In the energy sector, architected and AM-enabled materials are enabling the development of lightweight, high-performance systems for more efficient energy storage, conversion, and transmission.^[20] Custom geometries fabricated by AM technologies optimize components for renewable energy systems, such as wind turbines and solar panels, enhancing performance and reducing costs. In aerospace, architected lattices and multifunctional structures reduce weight, fuel consumption, and improve safety, while in the automotive sector, lightweight architected components contribute to the development of more energy-efficient vehicles.^[12] Despite these successes, challenges remain, including managing multiphysical couplings, scaling up fabrication processes, and rigorously benchmarking architected devices against conventional technologies.
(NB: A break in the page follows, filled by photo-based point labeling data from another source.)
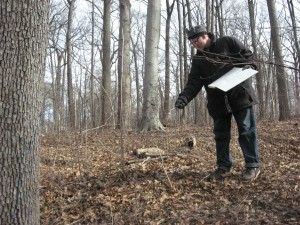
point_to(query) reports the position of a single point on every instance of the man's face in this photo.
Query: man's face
(199, 42)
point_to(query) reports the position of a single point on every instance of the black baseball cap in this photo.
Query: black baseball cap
(195, 32)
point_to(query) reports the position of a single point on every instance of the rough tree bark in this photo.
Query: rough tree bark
(259, 78)
(71, 101)
(166, 112)
(107, 117)
(284, 110)
(23, 42)
(151, 103)
(124, 79)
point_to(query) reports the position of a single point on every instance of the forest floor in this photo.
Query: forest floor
(83, 182)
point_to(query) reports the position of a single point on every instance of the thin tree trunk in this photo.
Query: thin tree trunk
(107, 115)
(297, 61)
(259, 78)
(124, 79)
(284, 110)
(92, 101)
(72, 116)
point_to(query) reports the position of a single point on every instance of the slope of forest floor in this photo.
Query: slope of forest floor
(82, 180)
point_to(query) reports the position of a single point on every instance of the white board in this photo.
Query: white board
(232, 78)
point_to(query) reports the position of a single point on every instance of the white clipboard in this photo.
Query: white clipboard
(232, 78)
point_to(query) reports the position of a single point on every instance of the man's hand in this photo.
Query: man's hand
(247, 67)
(180, 104)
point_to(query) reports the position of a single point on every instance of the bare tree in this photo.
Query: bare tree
(151, 104)
(124, 80)
(72, 115)
(166, 111)
(106, 76)
(296, 42)
(259, 78)
(284, 110)
(23, 41)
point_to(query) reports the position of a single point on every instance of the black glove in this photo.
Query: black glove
(180, 103)
(247, 67)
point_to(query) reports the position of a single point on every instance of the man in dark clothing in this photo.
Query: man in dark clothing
(214, 58)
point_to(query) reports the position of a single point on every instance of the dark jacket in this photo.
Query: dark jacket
(207, 66)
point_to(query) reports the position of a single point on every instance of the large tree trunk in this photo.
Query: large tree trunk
(284, 110)
(124, 109)
(71, 101)
(151, 104)
(166, 112)
(107, 112)
(23, 41)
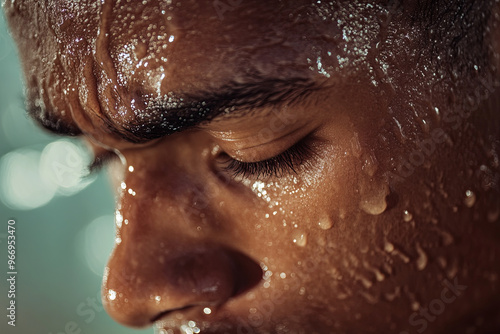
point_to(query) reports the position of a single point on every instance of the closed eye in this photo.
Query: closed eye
(283, 164)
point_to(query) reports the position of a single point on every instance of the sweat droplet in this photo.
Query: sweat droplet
(300, 239)
(422, 258)
(470, 198)
(111, 295)
(373, 201)
(325, 223)
(407, 216)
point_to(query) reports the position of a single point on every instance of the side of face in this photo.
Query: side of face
(349, 200)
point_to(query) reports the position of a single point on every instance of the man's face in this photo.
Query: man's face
(284, 166)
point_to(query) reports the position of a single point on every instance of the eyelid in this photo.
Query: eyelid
(100, 160)
(287, 162)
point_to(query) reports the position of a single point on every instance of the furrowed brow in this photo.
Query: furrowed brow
(234, 100)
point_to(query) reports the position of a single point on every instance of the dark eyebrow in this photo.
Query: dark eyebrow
(171, 114)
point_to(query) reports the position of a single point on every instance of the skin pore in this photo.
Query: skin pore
(284, 166)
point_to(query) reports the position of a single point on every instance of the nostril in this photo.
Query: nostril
(166, 313)
(145, 290)
(207, 276)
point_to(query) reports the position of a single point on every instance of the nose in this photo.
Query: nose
(170, 258)
(143, 285)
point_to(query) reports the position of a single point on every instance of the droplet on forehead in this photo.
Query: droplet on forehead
(470, 199)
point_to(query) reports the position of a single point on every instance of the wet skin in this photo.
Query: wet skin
(293, 167)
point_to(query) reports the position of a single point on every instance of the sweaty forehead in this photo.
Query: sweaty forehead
(172, 44)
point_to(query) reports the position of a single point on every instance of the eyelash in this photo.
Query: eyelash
(285, 163)
(100, 161)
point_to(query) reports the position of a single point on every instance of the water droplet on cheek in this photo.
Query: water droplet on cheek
(325, 223)
(470, 199)
(407, 216)
(373, 201)
(299, 238)
(422, 258)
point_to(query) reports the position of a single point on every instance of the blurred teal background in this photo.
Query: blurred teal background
(64, 223)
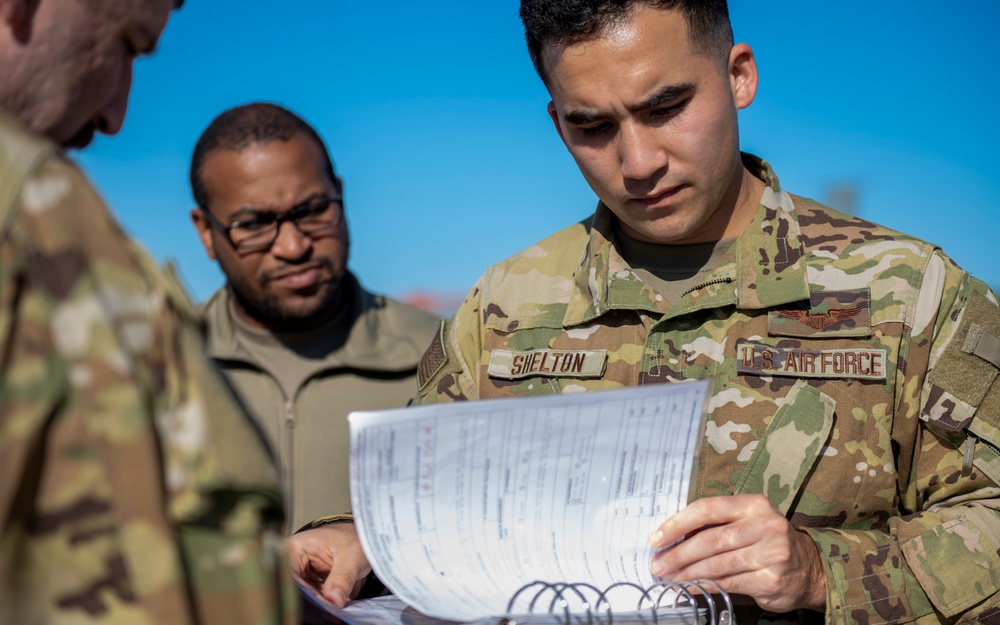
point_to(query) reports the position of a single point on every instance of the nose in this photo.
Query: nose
(642, 157)
(291, 244)
(112, 116)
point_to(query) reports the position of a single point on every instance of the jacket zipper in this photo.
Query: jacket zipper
(288, 477)
(709, 283)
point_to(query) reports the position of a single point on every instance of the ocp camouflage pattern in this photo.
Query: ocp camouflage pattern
(845, 388)
(133, 489)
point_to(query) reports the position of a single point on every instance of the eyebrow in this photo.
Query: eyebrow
(664, 95)
(251, 212)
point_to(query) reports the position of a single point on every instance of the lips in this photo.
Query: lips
(658, 200)
(298, 278)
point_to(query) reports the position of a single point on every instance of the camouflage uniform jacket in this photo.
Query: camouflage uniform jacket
(132, 487)
(855, 386)
(375, 367)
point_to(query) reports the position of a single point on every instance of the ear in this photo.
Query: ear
(554, 115)
(204, 228)
(743, 75)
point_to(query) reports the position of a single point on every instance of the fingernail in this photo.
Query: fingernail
(337, 597)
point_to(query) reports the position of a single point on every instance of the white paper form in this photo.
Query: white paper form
(459, 505)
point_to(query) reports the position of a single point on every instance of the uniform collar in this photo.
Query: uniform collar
(764, 267)
(370, 345)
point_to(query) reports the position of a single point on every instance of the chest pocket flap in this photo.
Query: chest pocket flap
(790, 447)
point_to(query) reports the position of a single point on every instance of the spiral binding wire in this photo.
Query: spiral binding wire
(581, 603)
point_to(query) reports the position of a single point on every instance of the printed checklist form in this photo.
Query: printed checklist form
(460, 505)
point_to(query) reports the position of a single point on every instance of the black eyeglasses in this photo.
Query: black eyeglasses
(315, 216)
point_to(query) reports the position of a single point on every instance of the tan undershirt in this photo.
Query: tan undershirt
(671, 270)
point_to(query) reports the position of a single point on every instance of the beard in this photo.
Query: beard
(275, 311)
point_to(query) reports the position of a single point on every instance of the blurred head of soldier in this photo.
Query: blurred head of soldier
(645, 96)
(67, 64)
(271, 212)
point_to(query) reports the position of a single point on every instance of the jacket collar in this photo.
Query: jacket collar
(765, 266)
(371, 344)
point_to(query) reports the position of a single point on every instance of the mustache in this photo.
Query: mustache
(321, 262)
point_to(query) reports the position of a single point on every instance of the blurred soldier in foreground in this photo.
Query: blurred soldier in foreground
(133, 489)
(301, 340)
(850, 468)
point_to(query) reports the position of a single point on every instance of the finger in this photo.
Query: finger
(689, 560)
(346, 577)
(708, 512)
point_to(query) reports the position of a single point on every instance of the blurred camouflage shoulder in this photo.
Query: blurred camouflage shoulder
(125, 490)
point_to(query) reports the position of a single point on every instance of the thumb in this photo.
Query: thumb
(338, 586)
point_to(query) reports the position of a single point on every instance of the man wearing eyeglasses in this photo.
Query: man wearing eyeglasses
(294, 331)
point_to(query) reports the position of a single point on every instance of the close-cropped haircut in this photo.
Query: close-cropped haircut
(243, 126)
(565, 22)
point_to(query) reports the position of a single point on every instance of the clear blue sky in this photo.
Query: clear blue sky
(437, 123)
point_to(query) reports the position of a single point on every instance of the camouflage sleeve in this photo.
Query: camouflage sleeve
(938, 560)
(449, 370)
(132, 487)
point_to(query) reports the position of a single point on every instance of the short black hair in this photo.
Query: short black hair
(243, 126)
(565, 22)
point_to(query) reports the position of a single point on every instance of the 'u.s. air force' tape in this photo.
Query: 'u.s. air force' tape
(550, 363)
(862, 363)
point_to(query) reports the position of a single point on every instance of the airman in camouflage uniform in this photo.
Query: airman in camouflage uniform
(133, 488)
(849, 472)
(854, 385)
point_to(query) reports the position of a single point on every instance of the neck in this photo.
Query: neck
(746, 197)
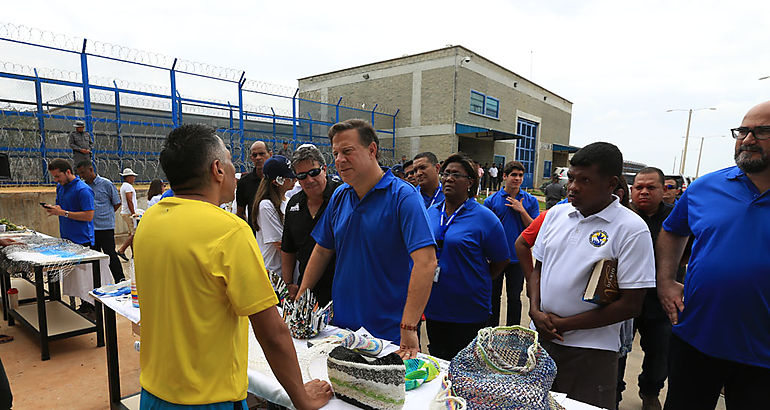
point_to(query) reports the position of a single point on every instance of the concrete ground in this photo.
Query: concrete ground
(76, 375)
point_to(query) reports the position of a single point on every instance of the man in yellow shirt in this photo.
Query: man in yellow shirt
(199, 274)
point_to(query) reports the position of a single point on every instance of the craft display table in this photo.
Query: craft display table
(262, 382)
(122, 306)
(45, 313)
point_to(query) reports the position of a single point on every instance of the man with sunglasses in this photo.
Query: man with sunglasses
(302, 213)
(721, 315)
(248, 184)
(671, 192)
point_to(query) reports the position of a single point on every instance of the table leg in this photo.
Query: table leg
(4, 286)
(97, 276)
(54, 287)
(42, 319)
(113, 367)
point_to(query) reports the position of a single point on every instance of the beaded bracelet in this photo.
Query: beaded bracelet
(408, 327)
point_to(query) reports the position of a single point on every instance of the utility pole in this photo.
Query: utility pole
(700, 152)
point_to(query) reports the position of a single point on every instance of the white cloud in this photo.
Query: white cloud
(621, 63)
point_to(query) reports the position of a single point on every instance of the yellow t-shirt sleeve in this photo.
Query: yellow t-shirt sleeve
(247, 284)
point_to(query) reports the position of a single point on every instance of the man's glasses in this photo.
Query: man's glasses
(761, 132)
(453, 175)
(312, 173)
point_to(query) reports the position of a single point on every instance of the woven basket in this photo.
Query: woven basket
(504, 368)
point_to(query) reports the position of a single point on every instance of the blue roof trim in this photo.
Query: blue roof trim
(485, 132)
(567, 148)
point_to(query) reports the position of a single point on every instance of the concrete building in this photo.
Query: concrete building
(453, 99)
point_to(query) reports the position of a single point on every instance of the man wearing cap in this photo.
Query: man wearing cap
(128, 207)
(81, 142)
(385, 251)
(302, 213)
(285, 150)
(248, 184)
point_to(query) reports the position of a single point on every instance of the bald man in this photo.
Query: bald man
(248, 184)
(721, 316)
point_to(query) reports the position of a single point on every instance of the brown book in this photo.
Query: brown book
(602, 287)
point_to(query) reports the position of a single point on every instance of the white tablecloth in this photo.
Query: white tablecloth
(77, 282)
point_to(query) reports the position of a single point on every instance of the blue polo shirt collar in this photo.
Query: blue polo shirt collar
(734, 173)
(608, 213)
(386, 180)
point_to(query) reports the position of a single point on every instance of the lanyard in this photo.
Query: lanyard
(435, 195)
(443, 227)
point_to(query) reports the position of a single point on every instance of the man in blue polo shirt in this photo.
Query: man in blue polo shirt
(106, 202)
(74, 204)
(426, 168)
(516, 210)
(721, 318)
(377, 225)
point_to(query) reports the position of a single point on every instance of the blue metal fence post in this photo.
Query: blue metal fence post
(240, 120)
(174, 113)
(118, 125)
(394, 132)
(373, 109)
(179, 108)
(230, 109)
(274, 124)
(87, 95)
(41, 125)
(337, 111)
(294, 116)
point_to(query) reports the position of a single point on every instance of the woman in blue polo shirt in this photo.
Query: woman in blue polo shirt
(471, 250)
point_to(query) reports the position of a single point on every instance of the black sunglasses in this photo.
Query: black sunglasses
(312, 173)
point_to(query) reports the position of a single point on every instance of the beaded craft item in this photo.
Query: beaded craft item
(504, 368)
(366, 382)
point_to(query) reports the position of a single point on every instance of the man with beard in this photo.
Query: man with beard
(721, 315)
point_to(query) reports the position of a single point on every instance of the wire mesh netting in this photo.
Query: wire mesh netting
(130, 117)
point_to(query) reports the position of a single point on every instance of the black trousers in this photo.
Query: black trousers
(695, 380)
(514, 283)
(104, 241)
(447, 339)
(6, 397)
(587, 375)
(655, 334)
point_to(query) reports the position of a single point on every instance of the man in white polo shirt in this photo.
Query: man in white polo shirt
(584, 338)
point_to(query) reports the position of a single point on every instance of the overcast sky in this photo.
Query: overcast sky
(622, 64)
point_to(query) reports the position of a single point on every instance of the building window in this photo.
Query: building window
(477, 102)
(484, 105)
(491, 107)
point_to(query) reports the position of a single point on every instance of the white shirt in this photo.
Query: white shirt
(569, 245)
(124, 189)
(270, 232)
(154, 200)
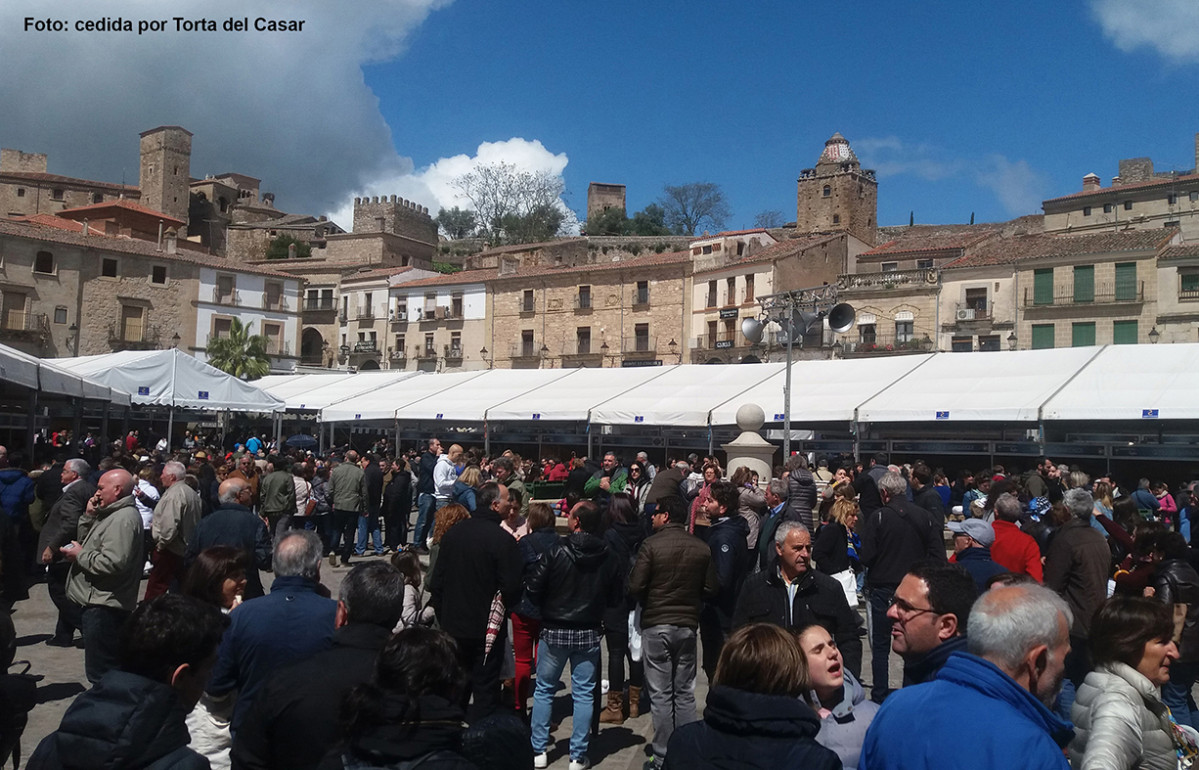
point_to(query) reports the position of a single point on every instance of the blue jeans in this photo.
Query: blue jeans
(368, 523)
(880, 642)
(425, 503)
(1176, 692)
(584, 666)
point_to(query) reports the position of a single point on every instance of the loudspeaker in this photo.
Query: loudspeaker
(841, 317)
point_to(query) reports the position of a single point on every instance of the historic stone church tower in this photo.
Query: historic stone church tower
(166, 173)
(837, 194)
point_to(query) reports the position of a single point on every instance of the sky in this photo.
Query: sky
(963, 109)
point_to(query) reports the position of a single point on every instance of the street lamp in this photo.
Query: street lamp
(797, 312)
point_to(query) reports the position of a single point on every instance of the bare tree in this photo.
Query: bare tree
(513, 205)
(694, 205)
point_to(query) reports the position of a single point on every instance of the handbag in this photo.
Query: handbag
(848, 584)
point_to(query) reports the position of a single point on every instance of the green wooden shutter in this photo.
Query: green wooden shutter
(1042, 336)
(1124, 332)
(1084, 283)
(1042, 286)
(1083, 334)
(1126, 282)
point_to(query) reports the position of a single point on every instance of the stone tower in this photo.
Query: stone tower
(837, 194)
(166, 170)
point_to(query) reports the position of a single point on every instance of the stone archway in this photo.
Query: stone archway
(312, 348)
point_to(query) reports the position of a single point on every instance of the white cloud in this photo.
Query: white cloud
(290, 108)
(432, 186)
(1169, 26)
(1018, 187)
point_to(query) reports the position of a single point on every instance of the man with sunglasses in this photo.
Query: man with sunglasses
(928, 613)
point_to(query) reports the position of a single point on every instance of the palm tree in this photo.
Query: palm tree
(240, 354)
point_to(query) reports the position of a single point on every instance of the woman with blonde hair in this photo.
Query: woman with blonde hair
(757, 715)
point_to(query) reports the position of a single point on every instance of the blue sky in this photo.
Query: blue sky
(986, 108)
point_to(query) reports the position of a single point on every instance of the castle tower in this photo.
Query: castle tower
(837, 194)
(166, 169)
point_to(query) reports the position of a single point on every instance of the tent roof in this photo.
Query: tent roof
(682, 395)
(821, 391)
(571, 398)
(470, 401)
(22, 368)
(1132, 383)
(383, 402)
(325, 391)
(998, 385)
(172, 378)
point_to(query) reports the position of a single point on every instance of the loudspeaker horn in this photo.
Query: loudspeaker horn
(751, 329)
(841, 317)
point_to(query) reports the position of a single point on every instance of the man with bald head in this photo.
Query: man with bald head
(174, 522)
(106, 570)
(235, 524)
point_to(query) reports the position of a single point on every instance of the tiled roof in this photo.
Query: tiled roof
(1011, 250)
(49, 220)
(37, 176)
(124, 245)
(931, 240)
(128, 205)
(1157, 181)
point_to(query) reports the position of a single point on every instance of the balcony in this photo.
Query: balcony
(312, 305)
(131, 338)
(921, 278)
(885, 344)
(639, 346)
(1101, 294)
(22, 326)
(228, 298)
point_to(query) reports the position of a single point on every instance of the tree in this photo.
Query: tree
(769, 218)
(693, 205)
(279, 247)
(512, 205)
(457, 223)
(241, 353)
(608, 222)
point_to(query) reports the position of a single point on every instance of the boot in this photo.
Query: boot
(615, 711)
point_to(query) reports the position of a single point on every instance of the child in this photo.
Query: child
(414, 613)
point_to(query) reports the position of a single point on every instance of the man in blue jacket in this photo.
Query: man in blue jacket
(998, 692)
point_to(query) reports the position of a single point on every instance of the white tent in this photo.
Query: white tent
(471, 399)
(821, 391)
(977, 386)
(682, 395)
(383, 403)
(325, 391)
(571, 398)
(1132, 383)
(22, 368)
(170, 378)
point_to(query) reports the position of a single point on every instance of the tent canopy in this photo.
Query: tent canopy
(172, 378)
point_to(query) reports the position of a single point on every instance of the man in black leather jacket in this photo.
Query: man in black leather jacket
(573, 583)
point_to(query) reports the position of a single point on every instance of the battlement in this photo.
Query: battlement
(393, 215)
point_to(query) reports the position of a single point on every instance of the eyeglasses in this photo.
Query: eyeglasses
(905, 611)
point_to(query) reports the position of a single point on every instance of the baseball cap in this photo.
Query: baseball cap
(975, 528)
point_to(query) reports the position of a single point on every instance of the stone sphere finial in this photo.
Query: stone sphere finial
(751, 417)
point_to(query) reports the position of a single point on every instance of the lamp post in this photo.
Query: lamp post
(796, 312)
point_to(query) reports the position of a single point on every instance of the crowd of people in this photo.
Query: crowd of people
(1049, 617)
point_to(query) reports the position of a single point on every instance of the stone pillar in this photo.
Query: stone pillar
(749, 449)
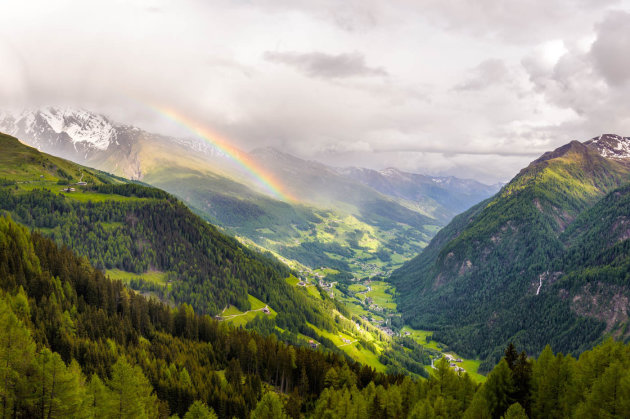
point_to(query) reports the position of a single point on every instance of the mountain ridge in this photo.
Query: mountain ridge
(485, 275)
Addressing these hurdles is critical for achieving cost-effective, scalable integration into mainstream engineering systems.

Looking ahead, the transformative potential of AM-enabled architected materials lies not only in their technical superiority but also in their ability to address some of the most pressing challenges of our time—such as energy efficiency, sustainability, and decarbonization. The contributions within this Special Issue demonstrate how, by integrating advanced manufacturing processes with novel material architectures, AM is opening the door to smarter, more sustainable technologies across industries. The ability to design complex lattice structures and hybrid composite systems with tailored properties holds immense promise, paving the way for next-generation solutions in bioengineering, aerospace, automotive, energy, and beyond. As AM continues to evolve, its role in driving innovations for a decarbonized, energy-efficient future becomes increasingly vital. Collectively, these advances affirm that AM, coupled with innovative architected material design strategies, is poised to revolutionize multiple industries. We hope that the contributions featured in this Special Issue inspire continued innovation in the design, fabrication, and deployment of AM-enabled architected materials across multiple sectors. As AM technologies advance and merge with data-driven design and multiscale engineering, the future promises architected materials that are not only stronger and lighter but also smarter and more sustainable.